The rare earths are a group of
17 elements comprising the 15 lanthanide* elements (atomic
numbers 57 through 71) plus scandium (Sc, 21) and yttrium
(Y, 39). They are all chemically similar and always found
together in mixed mineral ores. The name “rare” comes from
the fact that these elements were discovered in a rare ore
in Sweden in 1794, and “earth” refers to the fact that these
elements occur as metal oxides with high melting points and
are not easily reducible. In fact, we now know that yttrium,
neodymium and some other rare earths occur in greater abundance
than tin or cobalt. But because of the chemical similarity
of the rare earths, sophisticated technologies are required
for separation and refinement. Using proprietary technologies,
Shin-Etsu has been producing high-purity rare earths from
raw ore and supplying them to customers as oxides, metals
and in other forms since 1967.
* Lanthanides: lanthanum (La), cerium (Ce), praseodymium (Pr),
neodymium (Nd), promethium (Pm), samarium (Sm), europium (Eu),
gadolinium (Gd), terbium (Tb), dysprosium (Dy), holmium (Ho),
erbium (Er), thulium (Tm), ytterbium (Yb) and lutetium (Lu),
although promethium does not occur naturally on earth.

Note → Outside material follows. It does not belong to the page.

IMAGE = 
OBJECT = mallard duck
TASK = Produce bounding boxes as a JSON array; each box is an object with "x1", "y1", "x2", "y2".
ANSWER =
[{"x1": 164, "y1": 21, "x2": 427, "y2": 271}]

Characteristics & Applications
Yttrium and europium are used for red phosphors; terbium,
lanthanum and cerium for green; and europium for blue.
These phosphors are used to tri-color fluorescent lamp.They are also used in the backlights of LCD
TVs, and in plasma and CRT TVs.
- Hydrogen storage
Compared to other alloys, rare earth alloys have a
faster hydrogen absorption and release rate, and reach
equilibrium at lower pressure, making it possible
to store hydrogen at room temperature.
- Magnetic materials
Neodymium, samarium and cerium have outstanding properties
as magnetic materials, enabling production of smaller,
more powerful magnets.
- The high-tech sector
Rare earths are also being used in a growing number
of high-tech applications including cell phone components,
fine ceramics, superconductors, and mini-discs (MD).